Science China. Life sciences. 2019
Abstract
This study compared G-CSF/ATG and PTCy in myeloablative haploidentical hematopoietic stem cell transplantation (haplo-HSCT) for hematologic malignancies between January 2013 and March 2018 reporting to the Chinese Bone Marrow Transplantation Registry Group (CBMTRG). For each PTCy, G-CSF/ATG subjects (1:4) were selected using the nested case-pair method. In total, 220 patients including 176 in G-CSF/ATG group and 44 in PTCy group were analyzed.
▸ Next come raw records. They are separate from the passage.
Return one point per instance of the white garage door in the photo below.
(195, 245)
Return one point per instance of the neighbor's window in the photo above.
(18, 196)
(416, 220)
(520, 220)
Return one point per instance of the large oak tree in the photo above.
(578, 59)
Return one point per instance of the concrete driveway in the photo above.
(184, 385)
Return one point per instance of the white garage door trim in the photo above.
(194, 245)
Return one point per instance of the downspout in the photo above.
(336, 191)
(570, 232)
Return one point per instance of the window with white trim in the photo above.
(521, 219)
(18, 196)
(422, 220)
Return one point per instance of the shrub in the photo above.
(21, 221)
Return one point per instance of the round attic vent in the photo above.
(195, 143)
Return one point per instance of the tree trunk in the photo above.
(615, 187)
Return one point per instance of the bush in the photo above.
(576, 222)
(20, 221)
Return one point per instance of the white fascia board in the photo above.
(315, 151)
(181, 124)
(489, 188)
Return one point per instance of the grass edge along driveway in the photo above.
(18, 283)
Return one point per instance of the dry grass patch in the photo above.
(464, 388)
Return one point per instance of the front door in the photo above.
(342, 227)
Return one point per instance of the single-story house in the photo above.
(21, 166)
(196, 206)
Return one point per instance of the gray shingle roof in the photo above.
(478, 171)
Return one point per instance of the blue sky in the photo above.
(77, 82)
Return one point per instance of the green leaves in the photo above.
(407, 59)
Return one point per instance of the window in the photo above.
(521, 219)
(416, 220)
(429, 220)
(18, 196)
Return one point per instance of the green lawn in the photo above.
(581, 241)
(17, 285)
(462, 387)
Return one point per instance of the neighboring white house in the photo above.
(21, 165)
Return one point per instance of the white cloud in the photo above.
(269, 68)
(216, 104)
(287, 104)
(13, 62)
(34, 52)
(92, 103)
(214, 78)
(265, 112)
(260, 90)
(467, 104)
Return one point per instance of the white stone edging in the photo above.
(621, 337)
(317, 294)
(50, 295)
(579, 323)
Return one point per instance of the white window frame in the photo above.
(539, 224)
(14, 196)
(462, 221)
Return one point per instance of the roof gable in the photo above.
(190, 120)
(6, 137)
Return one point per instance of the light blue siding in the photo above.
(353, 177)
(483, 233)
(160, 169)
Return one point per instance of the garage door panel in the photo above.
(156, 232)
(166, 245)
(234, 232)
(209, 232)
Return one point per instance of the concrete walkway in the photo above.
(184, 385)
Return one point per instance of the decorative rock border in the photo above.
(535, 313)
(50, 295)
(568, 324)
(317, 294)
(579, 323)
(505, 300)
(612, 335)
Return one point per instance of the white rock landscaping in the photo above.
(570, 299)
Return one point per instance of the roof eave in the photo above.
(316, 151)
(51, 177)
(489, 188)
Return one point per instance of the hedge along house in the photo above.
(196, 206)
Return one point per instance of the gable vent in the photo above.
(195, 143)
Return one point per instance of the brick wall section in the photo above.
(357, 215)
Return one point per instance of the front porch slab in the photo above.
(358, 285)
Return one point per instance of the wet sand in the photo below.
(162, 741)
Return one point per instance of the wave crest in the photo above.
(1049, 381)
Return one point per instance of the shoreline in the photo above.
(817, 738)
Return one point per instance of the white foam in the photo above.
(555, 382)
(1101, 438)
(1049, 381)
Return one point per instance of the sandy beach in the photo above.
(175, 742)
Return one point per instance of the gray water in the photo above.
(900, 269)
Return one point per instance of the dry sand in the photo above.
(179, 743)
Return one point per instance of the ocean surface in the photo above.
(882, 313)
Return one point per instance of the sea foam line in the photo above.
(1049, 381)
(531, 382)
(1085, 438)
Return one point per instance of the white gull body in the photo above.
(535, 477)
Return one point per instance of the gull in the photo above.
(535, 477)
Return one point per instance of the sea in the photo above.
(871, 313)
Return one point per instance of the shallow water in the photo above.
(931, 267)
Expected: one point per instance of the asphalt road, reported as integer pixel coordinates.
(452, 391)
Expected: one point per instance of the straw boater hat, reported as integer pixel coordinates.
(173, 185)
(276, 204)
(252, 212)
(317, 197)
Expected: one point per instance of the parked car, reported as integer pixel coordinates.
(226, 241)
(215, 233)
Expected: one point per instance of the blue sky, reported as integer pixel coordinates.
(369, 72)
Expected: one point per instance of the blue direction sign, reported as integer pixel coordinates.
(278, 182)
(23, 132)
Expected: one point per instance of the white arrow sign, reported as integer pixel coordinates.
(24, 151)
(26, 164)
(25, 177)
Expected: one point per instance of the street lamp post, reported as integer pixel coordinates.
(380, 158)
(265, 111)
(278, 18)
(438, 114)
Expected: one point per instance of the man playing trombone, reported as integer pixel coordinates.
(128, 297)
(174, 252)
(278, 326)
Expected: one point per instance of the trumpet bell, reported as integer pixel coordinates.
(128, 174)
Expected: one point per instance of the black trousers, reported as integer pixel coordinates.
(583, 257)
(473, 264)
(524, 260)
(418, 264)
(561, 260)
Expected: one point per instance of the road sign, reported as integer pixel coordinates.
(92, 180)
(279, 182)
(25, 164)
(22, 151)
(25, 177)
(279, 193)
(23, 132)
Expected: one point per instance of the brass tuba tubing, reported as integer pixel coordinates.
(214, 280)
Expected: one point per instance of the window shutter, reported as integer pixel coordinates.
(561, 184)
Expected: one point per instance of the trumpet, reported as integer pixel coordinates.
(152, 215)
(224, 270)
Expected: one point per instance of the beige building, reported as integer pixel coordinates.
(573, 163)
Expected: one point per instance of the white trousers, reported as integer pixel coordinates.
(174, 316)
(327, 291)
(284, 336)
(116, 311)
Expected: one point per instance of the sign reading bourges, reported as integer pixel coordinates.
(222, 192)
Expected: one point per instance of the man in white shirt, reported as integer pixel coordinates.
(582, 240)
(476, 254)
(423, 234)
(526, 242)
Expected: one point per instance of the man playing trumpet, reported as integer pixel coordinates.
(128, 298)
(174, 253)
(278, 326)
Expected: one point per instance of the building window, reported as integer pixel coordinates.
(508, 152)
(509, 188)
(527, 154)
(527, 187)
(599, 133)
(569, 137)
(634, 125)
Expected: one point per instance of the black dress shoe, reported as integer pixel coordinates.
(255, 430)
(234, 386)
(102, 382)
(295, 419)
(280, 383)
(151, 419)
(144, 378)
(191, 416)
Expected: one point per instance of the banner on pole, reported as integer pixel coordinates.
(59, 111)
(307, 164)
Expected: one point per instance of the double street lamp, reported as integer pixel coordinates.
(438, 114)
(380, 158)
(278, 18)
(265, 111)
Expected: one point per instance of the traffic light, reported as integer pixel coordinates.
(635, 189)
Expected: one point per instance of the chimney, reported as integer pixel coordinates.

The incidences of 30-day neutrophil engraftment (88.6% vs. 96.6%, P=0.001), 90-day platelet engraftment (84.1% vs. 94.2%, P=0.04), the median time to neutrophil engraftment (17 days vs. 12 days, P=0.000) and platelet engraftment (22 days vs. 17 days, P=0.001) were significantly inferior in PTCy group. The incidences of grades 2-4 and 3-4 acute graft-versus-host disease (GVHD), chronic GVHD and severe chronic GVHD were comparable. Among G-CSF/ATG and PTCy groups, the 3-year progression-free survival, overall survival, cumulative incidences of nonrelapse mortality and relapse was 74.3% vs. 61% (P=0.045), 78.3% vs. 65.2% (P=0.039), 12% vs. 27.3% (P=0.008), and 14.9% vs. 11.7% (P=0.61), respectively. G-CSF/ATG can achieve better engraftment, PFS and OS, and lower incidence of NRM compared to PTCy in myeloablative haplo-HSCT for hematologic malignancies.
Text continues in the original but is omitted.